When Dumbledore clamed guardianship of the child, the healers had someone to blame for the abuse they found. When word of the abuse of The Boy Who Lived leaked, Vernon and Petunia Dursley were arrested just to pacify the public. But it wasn't enough to calm the horde.
How did their hero end up as an abused house-elf to magic-hating muggles? The fallout was massive. Dumbledore, though he did no time in Azkaban, was stripped of his various positions, including (especially) that of headmaster. McGonagall, the deputy headmistress, was also summarily dismissed when her role in the kidnapping (really? They left a 15 month child on a doorstep in the night in November?) was revealed.
Things might've been worse for Reubeus Hagrid had he not confessed right off (and admitted to knocking Dursley senseless, which actually won him some points). As it was, he was limited contact with children, so had to find work away from Hogwarts.
But what of Voldemort and the Death Eaters (and doesn't that sound like a bad band name)? Because of the "misunderstanding", Hagrid was taken by the aurors and didn't get a chance to fulfill his other mission: emptying vault 713 of its precious treasure (Nicholas Flamel's philosopher's stone). Because the vault was still full, its security was still at maximum.

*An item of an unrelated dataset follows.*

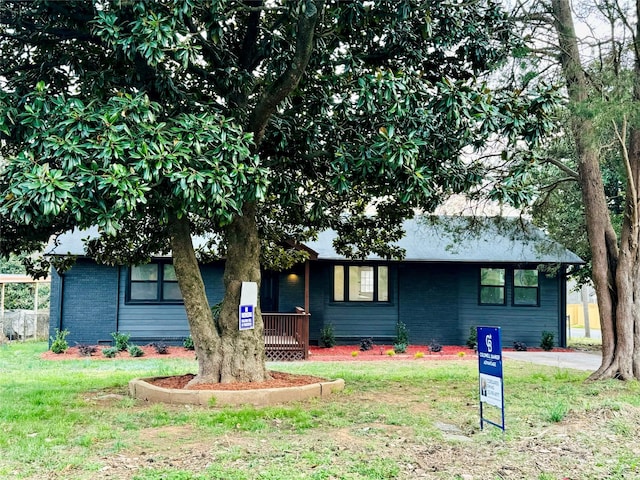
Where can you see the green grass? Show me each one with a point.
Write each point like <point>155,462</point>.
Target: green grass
<point>73,419</point>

The goblins, alerted to an attempted breakin on vault 713, contained Quirinus Quirrell, note his parasitic passanger, and drain the magic of both, shunting this to further enhance the wards of Gringotts.

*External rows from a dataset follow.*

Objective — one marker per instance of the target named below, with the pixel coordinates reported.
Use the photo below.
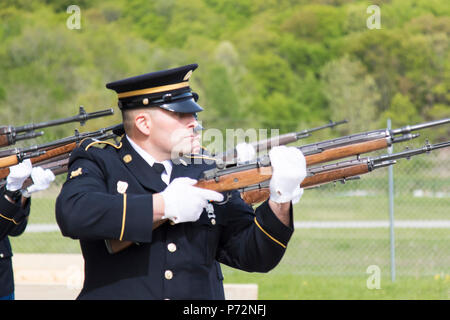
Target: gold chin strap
(153, 90)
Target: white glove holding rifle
(288, 171)
(41, 180)
(18, 174)
(245, 152)
(185, 203)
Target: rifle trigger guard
(226, 198)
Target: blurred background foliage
(262, 64)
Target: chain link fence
(341, 229)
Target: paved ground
(60, 277)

Poor Tommy Riddle. Cursing his dimwitted host, he could feel his own magic under attack. Attempting to save himself, he drained whatever magic he could reach – including all the horcruxes that weren't contained by protective magic (that would be Lily's charm only). Normally, the wards of Hogwarts would have been enough to protect the diadem, but Dimbledore (in his not so infinite wisdom) had weakened those wards several times (something about allowing a death eater or two on staff), allowing even that horcrux to be drained. When this magic wasn't enough to stand in the face of the Goblin Horde, Tom reached out and pulled magic from his only other hope – his death eaters.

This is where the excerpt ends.